Reply #13. Posted on November 25, 2006, 04:09:49 PM by caro and rox
I think this movie has changed my life forever. It's much more staining to women than men. Words fail me. It's the most uncomfortable viewing experience of my entire life, yet sweetly and sadly gallant - all those hundreds of people constructing an elaborate lie, too nice to tell her that she was 91 years old.
Reply #14. Posted on November 25, 2006, 04:09:49 PM by Scott
This movie gave me ovarian cancer I think, which is pretty bad considering I am male. After viewing this movie and crying in a corner for a week, I shared it with some friends on a weekly movie night we have. Needless to say the Exorcist didn't get the screams of horror this movie did, people were literally hurting themselves. MAE, we love you, even if you are dead.

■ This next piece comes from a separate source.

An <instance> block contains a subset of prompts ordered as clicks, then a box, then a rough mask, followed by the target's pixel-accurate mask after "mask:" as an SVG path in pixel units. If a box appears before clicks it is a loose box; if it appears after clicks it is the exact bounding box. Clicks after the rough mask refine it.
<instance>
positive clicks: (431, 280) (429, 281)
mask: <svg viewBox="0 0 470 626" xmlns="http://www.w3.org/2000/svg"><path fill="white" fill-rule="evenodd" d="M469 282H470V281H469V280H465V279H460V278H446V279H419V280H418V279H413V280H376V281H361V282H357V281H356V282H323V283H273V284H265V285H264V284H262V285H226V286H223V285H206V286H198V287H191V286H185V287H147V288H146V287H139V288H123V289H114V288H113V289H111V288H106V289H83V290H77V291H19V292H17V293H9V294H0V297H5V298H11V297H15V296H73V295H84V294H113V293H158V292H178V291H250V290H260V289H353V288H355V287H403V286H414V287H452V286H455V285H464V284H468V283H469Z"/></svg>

Reply #15. Posted on November 25, 2006, 04:10:12 PM by Eric
I watched this move non-stop for 21 hours.
I really don't understand the people who think that Andrew being disgusted by an 87 year-old Mae West is chauvenistic or unfair. If women like seeing an 80 year-old Sean Connery, I'm fine with that. I don't say "ick" when women talk about Patrik Stewart or Harrison Ford, even though they're all senior citizens. But if I get disgusted by an 87 year-old woman acting like she's 30, that's my business. It seems to be the consensus of men that old women are NOT sexy. Why do people have such a problem with that? If I don't take issue at women liking old men, they shouldn't take issue with me NOT liking old women.
Reply #16. Posted on November 25, 2006, 04:09:49 PM by Mort
God...If I weren't already gay...this would definitely turn me.